3.2. Quantitative Evaluation of the Matching Results

In this section, the matching results of commonly used rectifications [19,20] and the proposed rectification are comparatively analyzed. These two commonly used rectifications are very similar to the proposed basic rectification. In addition, there are small differences for their dense matching results, which can be ignored for the dataset used in this paper. However, the commonly used methods do not consider the perspective distortion relative to surfaces in object space. Therefore, there are dramatic differences compared to the proposed horizontal and vertical rectification. The following quantitative analysis shows the superiority of the proposed rectification method.

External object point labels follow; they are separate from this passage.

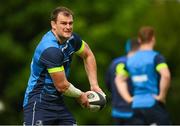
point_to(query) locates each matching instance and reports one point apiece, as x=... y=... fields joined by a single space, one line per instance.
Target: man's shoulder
x=121 y=59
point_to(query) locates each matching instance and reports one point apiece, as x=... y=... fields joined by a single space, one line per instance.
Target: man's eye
x=64 y=23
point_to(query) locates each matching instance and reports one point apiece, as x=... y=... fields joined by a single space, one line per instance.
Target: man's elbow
x=62 y=87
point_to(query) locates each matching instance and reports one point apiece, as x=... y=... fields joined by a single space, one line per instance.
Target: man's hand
x=83 y=100
x=160 y=98
x=96 y=88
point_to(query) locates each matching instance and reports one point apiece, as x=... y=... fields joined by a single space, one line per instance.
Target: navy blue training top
x=50 y=56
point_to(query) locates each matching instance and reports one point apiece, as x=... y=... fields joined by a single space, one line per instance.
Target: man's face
x=63 y=26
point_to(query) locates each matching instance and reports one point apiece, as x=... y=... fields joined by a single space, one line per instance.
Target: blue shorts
x=47 y=112
x=156 y=114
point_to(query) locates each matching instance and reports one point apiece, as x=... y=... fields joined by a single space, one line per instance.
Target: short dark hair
x=56 y=11
x=145 y=34
x=132 y=45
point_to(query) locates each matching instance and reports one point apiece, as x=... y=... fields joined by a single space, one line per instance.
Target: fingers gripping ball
x=96 y=100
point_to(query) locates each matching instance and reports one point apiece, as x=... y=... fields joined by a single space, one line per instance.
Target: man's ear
x=53 y=24
x=139 y=41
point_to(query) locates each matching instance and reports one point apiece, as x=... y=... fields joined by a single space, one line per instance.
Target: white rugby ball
x=96 y=100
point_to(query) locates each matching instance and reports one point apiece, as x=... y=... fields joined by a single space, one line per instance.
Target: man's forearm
x=91 y=69
x=122 y=87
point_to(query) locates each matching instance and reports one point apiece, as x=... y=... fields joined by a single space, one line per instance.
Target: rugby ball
x=96 y=100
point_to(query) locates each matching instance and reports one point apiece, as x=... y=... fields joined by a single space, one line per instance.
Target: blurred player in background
x=150 y=77
x=122 y=112
x=48 y=82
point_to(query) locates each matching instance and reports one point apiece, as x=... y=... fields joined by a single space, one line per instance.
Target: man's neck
x=147 y=46
x=60 y=40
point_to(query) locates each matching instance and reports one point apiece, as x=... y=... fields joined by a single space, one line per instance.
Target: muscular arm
x=60 y=81
x=90 y=67
x=122 y=87
x=164 y=84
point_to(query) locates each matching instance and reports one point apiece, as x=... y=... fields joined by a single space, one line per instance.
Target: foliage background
x=104 y=25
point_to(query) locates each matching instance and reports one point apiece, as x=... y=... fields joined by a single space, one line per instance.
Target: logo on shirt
x=140 y=78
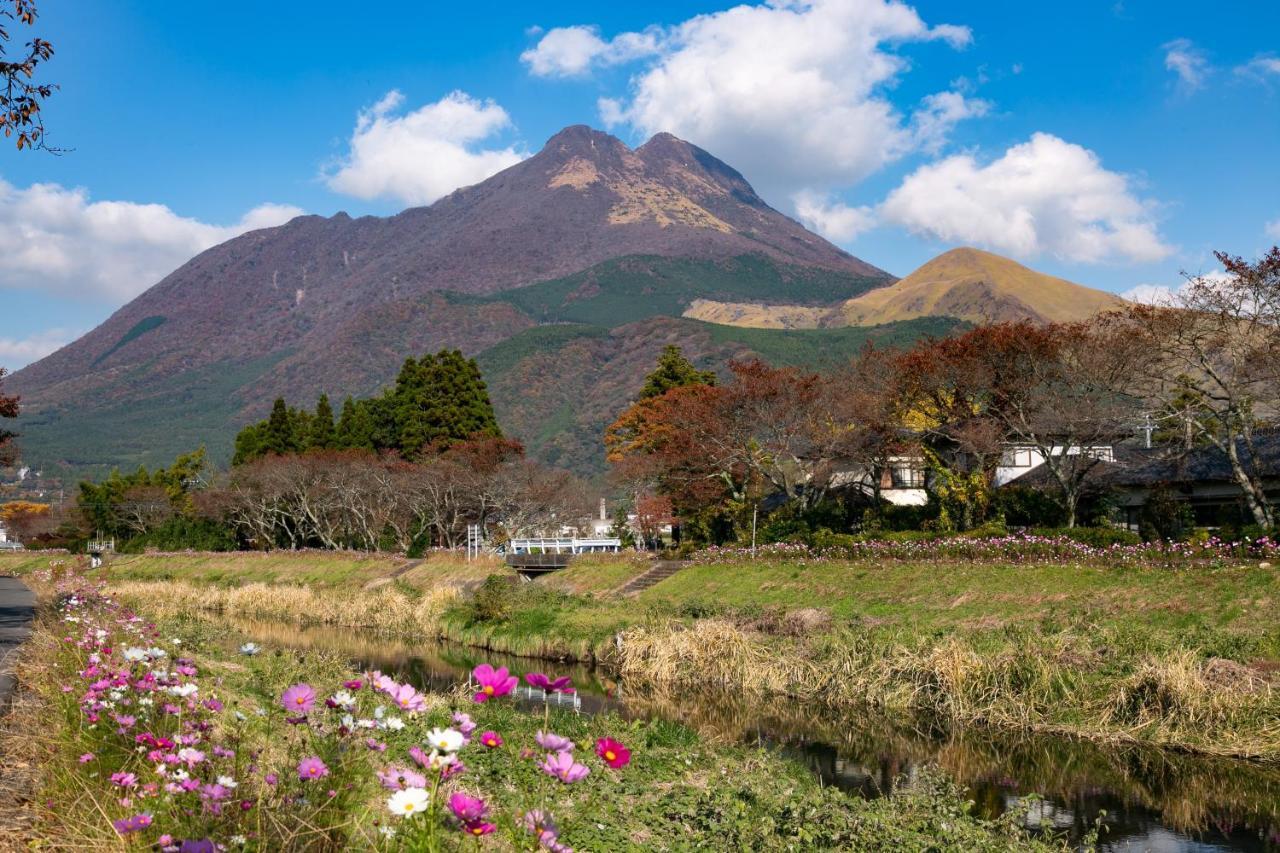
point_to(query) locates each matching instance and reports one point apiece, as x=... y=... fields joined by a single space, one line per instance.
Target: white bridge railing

Here, we select horizontal roofs and vertical façades (red areas shown in Figure 10) to evaluate the matching precision influenced by the distortions. Three sets of rectified images pairs were matched by the tSGM algorithm [24] and the resulting depth maps were evaluated quantitatively. For the horizontal rectification, the roofs appear to be without perspective distortion, however, the distortions of façades are not eliminated. In contrast, the distortions of façades are minimized in the vertical rectification, which is opposite to the roofs. For the commonly used rectification, the roofs and the façades are both with geometry distortion. All dense image matches were carried out on full resolution imagery. For comparison purposes, the resulting depth maps have been transformed from rectified images to original images.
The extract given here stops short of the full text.